Cloud bills are a bit like puppies.
Watch them closely, and they’re fairly well behaved. But take your eye off them for one second and they’ll chew through your budget faster than a young Labrador chews through a pair of your favorite sneakers.
Unexpected cloud charges are one of the many hidden costs of software development, especially as the way we use the cloud evolves. And cloud bill shock — the moment of spine-tingling horror that occurs when you’re confronted with an unexpectedly huge charge from your cloud provider — has always been a problem for dev teams.
More worryingly, 64% of those surveyed by Anodot said that they don’t find incidents of cost spikes until days, weeks, or even months later.
The bottom line is, most teams need better ways to keep their dev processes running in the cloud, but still keep their cloud bill under control and avoid paying for capacity that they don’t really need.
Cloud spot instances can be an excellent way to improve your cloud optimization planning and ensure you only use the cloud capacity that you need at any given moment — if you use them correctly.
Let’s take a look at the benefits — then we’ll show you the trick we use to help our customers get around the biggest drawback of cloud spot instances.

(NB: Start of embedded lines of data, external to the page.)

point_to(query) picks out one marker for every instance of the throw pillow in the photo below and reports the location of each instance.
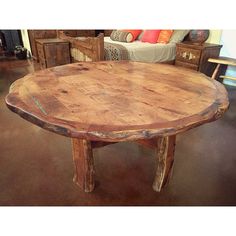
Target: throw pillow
(124, 35)
(178, 36)
(164, 36)
(150, 36)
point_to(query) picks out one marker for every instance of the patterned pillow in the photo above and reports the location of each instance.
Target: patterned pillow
(164, 36)
(178, 36)
(124, 35)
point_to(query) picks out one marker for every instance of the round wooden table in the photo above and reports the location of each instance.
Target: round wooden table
(100, 103)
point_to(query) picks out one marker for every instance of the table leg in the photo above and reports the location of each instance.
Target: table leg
(84, 166)
(215, 71)
(165, 159)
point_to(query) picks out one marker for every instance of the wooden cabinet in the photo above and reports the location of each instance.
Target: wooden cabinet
(52, 52)
(195, 56)
(39, 34)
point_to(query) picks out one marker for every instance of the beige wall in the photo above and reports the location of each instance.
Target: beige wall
(25, 39)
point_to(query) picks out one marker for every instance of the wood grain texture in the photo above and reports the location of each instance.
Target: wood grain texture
(165, 160)
(223, 60)
(89, 48)
(84, 166)
(117, 101)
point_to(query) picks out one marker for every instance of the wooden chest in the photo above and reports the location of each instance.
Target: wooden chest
(195, 56)
(39, 34)
(53, 52)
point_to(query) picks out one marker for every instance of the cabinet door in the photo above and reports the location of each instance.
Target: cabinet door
(57, 54)
(62, 54)
(39, 34)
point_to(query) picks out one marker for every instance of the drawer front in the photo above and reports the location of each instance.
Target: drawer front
(188, 55)
(40, 51)
(57, 54)
(42, 63)
(186, 65)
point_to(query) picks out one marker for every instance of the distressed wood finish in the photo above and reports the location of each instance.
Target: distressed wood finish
(222, 61)
(195, 56)
(100, 103)
(87, 48)
(165, 160)
(117, 101)
(53, 52)
(84, 166)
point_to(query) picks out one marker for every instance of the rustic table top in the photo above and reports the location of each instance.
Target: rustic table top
(117, 101)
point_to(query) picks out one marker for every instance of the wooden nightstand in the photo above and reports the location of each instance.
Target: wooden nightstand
(195, 56)
(53, 52)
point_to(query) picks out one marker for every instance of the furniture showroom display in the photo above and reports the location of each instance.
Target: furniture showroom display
(101, 103)
(195, 56)
(52, 52)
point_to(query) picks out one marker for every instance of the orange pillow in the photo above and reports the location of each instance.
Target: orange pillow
(164, 36)
(150, 36)
(134, 33)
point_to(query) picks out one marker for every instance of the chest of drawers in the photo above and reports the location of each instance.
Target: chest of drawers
(195, 56)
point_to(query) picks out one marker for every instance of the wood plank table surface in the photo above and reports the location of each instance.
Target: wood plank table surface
(100, 103)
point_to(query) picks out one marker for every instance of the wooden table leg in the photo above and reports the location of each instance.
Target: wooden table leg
(165, 159)
(215, 71)
(84, 166)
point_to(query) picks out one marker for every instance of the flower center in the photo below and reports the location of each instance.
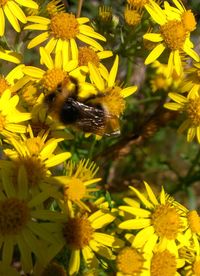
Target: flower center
(114, 101)
(166, 221)
(75, 190)
(86, 55)
(105, 13)
(160, 82)
(130, 262)
(64, 26)
(174, 34)
(189, 21)
(54, 7)
(194, 221)
(78, 232)
(163, 263)
(138, 3)
(14, 214)
(132, 17)
(3, 82)
(2, 122)
(196, 267)
(193, 111)
(53, 269)
(3, 2)
(52, 78)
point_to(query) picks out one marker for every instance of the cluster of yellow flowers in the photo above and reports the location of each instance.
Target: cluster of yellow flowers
(50, 205)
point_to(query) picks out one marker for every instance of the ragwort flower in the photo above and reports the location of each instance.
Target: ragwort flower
(62, 30)
(190, 107)
(12, 10)
(76, 184)
(172, 36)
(82, 234)
(24, 224)
(160, 221)
(10, 117)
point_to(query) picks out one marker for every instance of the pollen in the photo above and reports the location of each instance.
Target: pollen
(130, 262)
(174, 34)
(86, 55)
(3, 84)
(54, 7)
(189, 21)
(114, 101)
(75, 190)
(138, 3)
(14, 215)
(3, 2)
(196, 266)
(2, 122)
(34, 145)
(193, 111)
(132, 17)
(194, 221)
(78, 232)
(163, 263)
(166, 221)
(105, 13)
(64, 26)
(52, 78)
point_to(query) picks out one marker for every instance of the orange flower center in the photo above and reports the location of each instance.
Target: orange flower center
(130, 262)
(3, 2)
(3, 84)
(196, 267)
(75, 190)
(86, 55)
(138, 3)
(163, 263)
(78, 232)
(174, 34)
(14, 214)
(166, 221)
(52, 78)
(194, 221)
(64, 26)
(132, 17)
(193, 111)
(189, 21)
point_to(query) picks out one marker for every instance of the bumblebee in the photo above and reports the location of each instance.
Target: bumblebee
(89, 115)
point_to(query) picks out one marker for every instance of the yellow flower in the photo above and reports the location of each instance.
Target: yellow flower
(37, 156)
(173, 36)
(76, 184)
(114, 94)
(10, 117)
(159, 223)
(132, 16)
(10, 56)
(82, 234)
(24, 224)
(62, 30)
(190, 107)
(58, 70)
(14, 80)
(11, 9)
(88, 55)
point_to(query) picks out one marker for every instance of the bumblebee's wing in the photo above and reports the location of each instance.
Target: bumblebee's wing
(96, 120)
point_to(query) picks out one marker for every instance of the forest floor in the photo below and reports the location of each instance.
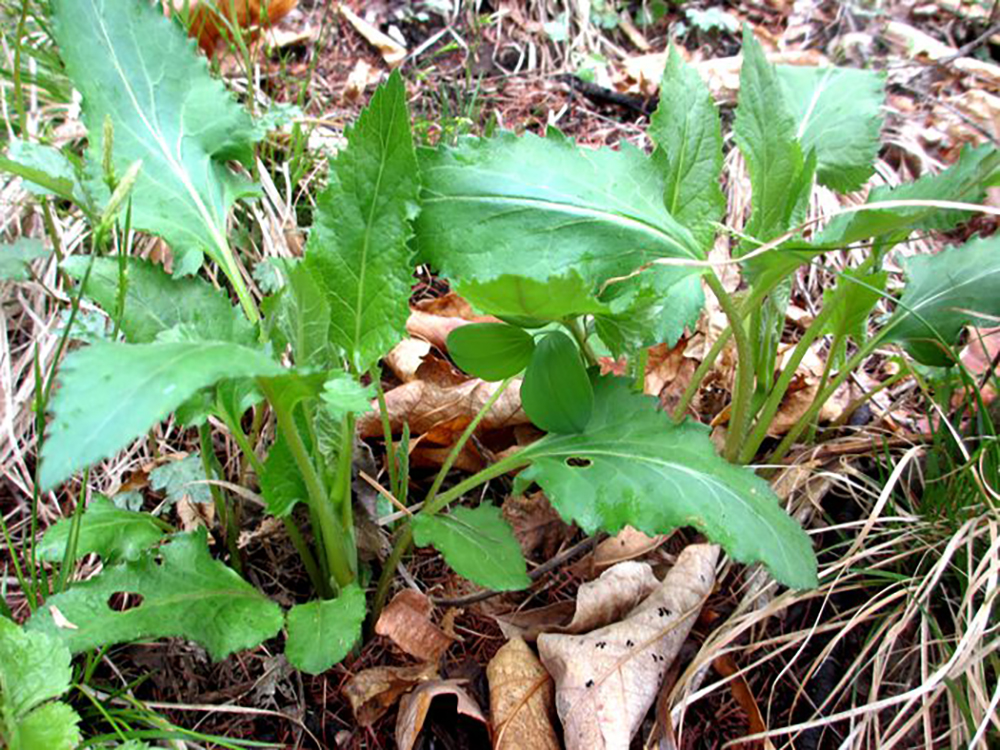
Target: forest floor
(855, 663)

What are cloud spot instances?
Spot instances are essentially packages of capacity that your cloud provider isn’t currently using.
All cloud providers keep some spare capacity available to make sure they can meet any surges in customer demand. But most of the time that spare capacity sits unused — which is why cloud providers like AWS, Microsoft Azure, and Google Cloud let you purchase that spare capacity on a short-term basis.
And here’s the kicker: You can get these “spot instances” for up to 90% less than on-demand instances.
Sounds like a dream, right? Well, there’s a bit of a catch.
Those spot instances are sold at a massive discount for a reason: They’re not yours forever. If cloud demand surges, your cloud provider will need those spot instances back — and only give you a few minutes of notice to clear your workloads.
If you don’t have a way to switch workloads to another instance quickly, you can experience data inconsistency, data loss, and interruption of active user sessions.
If any of those applications support customer-facing services, that could be catastrophic. There’s a reason that Facebook committed so publicly to zero downtime. Nowadays, customers are used to their apps, games, and live services being constantly available. They’ll quickly abandon any service that drops out too often — and, if you offer a paid service, you could lose valuable sales in the time that your app is offline.
When to use spot instances
Because cloud spot instance pricing is discounted so steeply, using them can have a huge positive impact on your cloud spend. But you shouldn’t rely on them for everything.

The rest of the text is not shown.